Maßnahmenpaket für die Baubranche

Veröffentlicht am 2. Oktober 2023

Von den Maßnahmen, die das Bündnis im vergangenen Jahr gemeinsam beschlossen hat, konnte die Mehrzahl innerhalb ei-nes Jahres umgesetzt oder bearbeitet werden. (Foto: Dimitris Vetsikas / pixabay.com)

Die Mitglieder des Bündnisses bezahlbarer Wohnraum kamen zum zweiten Mal im Bundeskanzleramt zum „Bündnis-Tag“ zusammen. Ziel war es, eine Bilanz der bisherigen Arbeit zu ziehen und die aktuellen Herausforderungen im bezahlbaren und klimagerechten Wohnungsbau zu besprechen. Auf Basis der bisherigen Diskussionen hat die Bundesregierung zudem ein Maßnahmenpaket für Investitionen in den Wohnungsbau sowie zur Stabilisierung der Baubranche beschlossen.

Klara Geywitz, Bundesministerin für Wohnen, Stadtentwicklung und Bauwesen: „Mit dem jetzt vorgestellten Maßnahmenpaket wird es uns gelingen, mehr Investitionen in den Wohnungsbau zu erreichen und damit die Bau- und Immobilienbranche zu stabilisieren und zu stärken. Wir werden die Rahmenbedingungen verbessern, um mehr bezahlbaren, klimaneutralen und barrierearmen Wohnraum zur Verfügung zu stellen.“ Bei der Wohneigentumsförderung für Familien wird die Einkommensgrenze einer Familie mit einem Kind deutlich von 60.000 auf 90.000 Euro erhöht. Je weiterem Kind können 10.000 Euro hinzuverdient werden. In den kommenden beiden Jahren wird der Bund zudem ein ohneigentumsprogramm „Jung kauft Alt“ für den Erwerb von sanierungsbedürftigen Bestandsgebäuden auflegen. Gleichzeitig soll der Umbau von leerstehenden Büros und Läden zu neuen Wohnungen in den kommenden beiden Jahren mit 480 Millionen Euro unterstützt werden. Die notwendigen Mittel hierfür sollen aus dem Klima- und Transformationsfonds kommen.

„Die Bereitstellung von dauerhaft bezahlbarem Wohnraum wollen wir durch die Einführung einer Neuen Wohngemeinnützigkeit ab kommenden Jahr befördern. Wir werden außerdem das Baugesetzbuch anpassen und durch eine Sonderreglung Städten und Kommunen mit angespannten Wohnungsmärkten bis Ende 2026 ermöglichen, den Bau von bezahlbarem Wohnraum vereinfachter und beschleunigter zu planen. Dies sind nur einige der Maßnahmen, die wir zur Konjunkturbelebung der Bau- und Immobilienbranche gemeinsam innerhalb der Bundesregierung vereinbaren konnten“, so Bundesbauministerin Klara Geywitz.

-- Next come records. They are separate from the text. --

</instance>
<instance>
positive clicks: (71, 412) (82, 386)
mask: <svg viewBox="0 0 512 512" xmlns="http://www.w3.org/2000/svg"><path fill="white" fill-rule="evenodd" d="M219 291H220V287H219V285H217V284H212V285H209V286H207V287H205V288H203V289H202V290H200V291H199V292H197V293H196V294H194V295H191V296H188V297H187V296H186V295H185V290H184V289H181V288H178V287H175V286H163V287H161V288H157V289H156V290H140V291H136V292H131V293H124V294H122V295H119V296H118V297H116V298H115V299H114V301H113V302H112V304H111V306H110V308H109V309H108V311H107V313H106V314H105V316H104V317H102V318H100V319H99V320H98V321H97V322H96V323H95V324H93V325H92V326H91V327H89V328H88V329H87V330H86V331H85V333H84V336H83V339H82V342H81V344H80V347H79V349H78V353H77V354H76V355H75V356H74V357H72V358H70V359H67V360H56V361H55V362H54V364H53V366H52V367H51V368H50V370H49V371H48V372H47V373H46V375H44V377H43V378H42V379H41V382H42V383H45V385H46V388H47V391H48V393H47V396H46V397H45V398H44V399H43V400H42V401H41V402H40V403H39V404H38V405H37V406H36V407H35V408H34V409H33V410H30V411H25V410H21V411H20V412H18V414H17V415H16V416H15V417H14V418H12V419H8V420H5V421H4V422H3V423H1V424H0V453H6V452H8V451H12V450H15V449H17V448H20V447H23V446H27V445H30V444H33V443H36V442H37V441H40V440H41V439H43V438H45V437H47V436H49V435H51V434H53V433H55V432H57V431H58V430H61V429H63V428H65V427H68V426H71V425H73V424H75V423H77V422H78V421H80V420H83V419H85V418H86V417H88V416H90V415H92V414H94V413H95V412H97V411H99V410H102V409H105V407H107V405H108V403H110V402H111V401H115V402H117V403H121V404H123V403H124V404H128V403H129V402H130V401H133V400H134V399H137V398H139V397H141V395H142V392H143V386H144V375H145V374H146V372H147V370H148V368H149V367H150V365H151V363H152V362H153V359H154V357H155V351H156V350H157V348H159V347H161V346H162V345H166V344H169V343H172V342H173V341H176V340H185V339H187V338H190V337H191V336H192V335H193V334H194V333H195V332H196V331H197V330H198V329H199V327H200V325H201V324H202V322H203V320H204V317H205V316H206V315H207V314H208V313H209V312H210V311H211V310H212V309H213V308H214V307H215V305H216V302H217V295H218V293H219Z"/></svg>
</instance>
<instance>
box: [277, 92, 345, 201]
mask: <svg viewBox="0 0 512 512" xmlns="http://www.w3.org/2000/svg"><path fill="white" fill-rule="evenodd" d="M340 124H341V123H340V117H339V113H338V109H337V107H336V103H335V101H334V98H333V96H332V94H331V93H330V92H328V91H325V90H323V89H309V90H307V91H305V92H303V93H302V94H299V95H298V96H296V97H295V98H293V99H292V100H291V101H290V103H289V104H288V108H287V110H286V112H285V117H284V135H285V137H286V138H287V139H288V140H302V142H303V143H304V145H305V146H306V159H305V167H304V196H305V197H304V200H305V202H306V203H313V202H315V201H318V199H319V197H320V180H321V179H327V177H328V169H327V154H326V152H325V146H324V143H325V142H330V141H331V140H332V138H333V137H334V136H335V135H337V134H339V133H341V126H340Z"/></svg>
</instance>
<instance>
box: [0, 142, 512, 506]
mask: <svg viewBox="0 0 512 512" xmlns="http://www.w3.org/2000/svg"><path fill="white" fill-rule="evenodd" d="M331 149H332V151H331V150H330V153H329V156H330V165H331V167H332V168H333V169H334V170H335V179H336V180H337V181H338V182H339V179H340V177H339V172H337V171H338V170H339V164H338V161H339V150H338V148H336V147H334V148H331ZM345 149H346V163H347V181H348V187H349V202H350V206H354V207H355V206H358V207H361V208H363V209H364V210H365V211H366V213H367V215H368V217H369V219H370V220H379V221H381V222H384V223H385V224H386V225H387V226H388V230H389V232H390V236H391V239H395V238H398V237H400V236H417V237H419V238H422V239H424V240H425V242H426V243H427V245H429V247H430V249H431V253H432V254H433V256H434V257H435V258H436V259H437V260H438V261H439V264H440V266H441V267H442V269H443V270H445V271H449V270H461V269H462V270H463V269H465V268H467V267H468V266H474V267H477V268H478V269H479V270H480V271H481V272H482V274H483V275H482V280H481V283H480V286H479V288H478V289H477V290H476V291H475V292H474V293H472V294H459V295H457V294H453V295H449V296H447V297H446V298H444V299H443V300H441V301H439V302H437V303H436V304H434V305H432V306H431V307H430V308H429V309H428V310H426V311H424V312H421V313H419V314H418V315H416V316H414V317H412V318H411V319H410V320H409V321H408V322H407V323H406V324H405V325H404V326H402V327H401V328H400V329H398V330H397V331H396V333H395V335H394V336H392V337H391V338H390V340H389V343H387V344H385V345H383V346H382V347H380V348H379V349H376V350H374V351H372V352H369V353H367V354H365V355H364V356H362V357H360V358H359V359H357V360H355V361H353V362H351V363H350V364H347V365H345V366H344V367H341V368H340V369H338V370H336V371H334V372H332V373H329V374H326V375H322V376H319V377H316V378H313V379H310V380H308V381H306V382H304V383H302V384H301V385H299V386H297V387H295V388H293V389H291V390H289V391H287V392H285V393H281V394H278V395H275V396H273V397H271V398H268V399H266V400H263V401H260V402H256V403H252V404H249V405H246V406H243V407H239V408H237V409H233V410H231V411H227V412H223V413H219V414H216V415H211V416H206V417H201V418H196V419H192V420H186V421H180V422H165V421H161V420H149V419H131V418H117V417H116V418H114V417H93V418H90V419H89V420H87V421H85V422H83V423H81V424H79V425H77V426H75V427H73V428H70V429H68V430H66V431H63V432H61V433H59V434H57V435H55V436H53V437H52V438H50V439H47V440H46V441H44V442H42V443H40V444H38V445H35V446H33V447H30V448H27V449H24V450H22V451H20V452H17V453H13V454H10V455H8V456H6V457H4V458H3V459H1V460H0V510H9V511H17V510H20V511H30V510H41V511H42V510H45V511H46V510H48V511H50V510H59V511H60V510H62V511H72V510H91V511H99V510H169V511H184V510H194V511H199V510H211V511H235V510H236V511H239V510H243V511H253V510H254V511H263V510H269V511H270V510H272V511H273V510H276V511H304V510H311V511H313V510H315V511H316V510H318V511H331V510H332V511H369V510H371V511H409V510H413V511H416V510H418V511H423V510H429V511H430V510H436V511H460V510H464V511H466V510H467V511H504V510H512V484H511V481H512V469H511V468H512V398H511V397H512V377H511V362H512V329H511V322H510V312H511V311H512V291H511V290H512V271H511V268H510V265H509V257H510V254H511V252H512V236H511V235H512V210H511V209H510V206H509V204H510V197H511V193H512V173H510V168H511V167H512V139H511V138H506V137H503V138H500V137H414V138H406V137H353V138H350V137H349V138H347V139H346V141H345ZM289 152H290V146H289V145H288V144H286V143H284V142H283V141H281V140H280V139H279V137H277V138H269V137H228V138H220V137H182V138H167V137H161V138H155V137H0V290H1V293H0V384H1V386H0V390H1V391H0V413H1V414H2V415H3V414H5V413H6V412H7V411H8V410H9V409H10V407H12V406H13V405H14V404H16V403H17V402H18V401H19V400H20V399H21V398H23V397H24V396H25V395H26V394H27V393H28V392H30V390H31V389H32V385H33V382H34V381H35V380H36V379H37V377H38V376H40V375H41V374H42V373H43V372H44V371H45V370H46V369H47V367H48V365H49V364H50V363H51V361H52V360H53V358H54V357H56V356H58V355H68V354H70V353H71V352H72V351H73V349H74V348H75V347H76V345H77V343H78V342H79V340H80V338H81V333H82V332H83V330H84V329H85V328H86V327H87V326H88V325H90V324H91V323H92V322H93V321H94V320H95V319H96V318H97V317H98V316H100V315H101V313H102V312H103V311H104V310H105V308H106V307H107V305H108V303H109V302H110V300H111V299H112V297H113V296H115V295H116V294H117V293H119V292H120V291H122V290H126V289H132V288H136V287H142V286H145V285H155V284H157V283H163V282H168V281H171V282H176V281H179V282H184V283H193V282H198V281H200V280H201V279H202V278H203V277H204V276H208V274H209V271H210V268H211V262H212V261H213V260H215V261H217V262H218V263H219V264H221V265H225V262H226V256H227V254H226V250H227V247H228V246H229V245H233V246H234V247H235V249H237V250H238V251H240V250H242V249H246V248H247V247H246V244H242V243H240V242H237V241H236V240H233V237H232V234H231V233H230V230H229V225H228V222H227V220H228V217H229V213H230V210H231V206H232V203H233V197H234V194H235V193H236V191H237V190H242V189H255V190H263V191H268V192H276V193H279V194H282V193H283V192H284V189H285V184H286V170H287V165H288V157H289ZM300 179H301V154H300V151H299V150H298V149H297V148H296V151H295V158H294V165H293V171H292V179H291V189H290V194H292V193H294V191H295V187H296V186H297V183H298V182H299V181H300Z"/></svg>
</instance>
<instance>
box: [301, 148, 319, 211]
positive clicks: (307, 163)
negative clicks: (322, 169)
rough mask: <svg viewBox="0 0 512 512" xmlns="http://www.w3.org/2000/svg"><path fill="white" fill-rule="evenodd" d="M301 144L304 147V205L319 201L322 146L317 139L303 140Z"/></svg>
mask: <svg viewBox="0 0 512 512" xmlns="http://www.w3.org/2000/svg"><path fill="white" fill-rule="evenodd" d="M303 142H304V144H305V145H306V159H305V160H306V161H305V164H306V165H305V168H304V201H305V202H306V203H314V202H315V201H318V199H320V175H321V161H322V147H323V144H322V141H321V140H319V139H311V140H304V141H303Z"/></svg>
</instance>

Von den Maßnahmen, die das Bündnis im vergangenen Jahr gemeinsam beschlossen hat, konnte die Mehrzahl innerhalb eines Jahres umgesetzt oder bearbeitet werden. Die Schwerpunkte lagen auf der Beförderung von Investitionen, der Beschleunigung von Verfahren und der Begrenzung von Baukosten.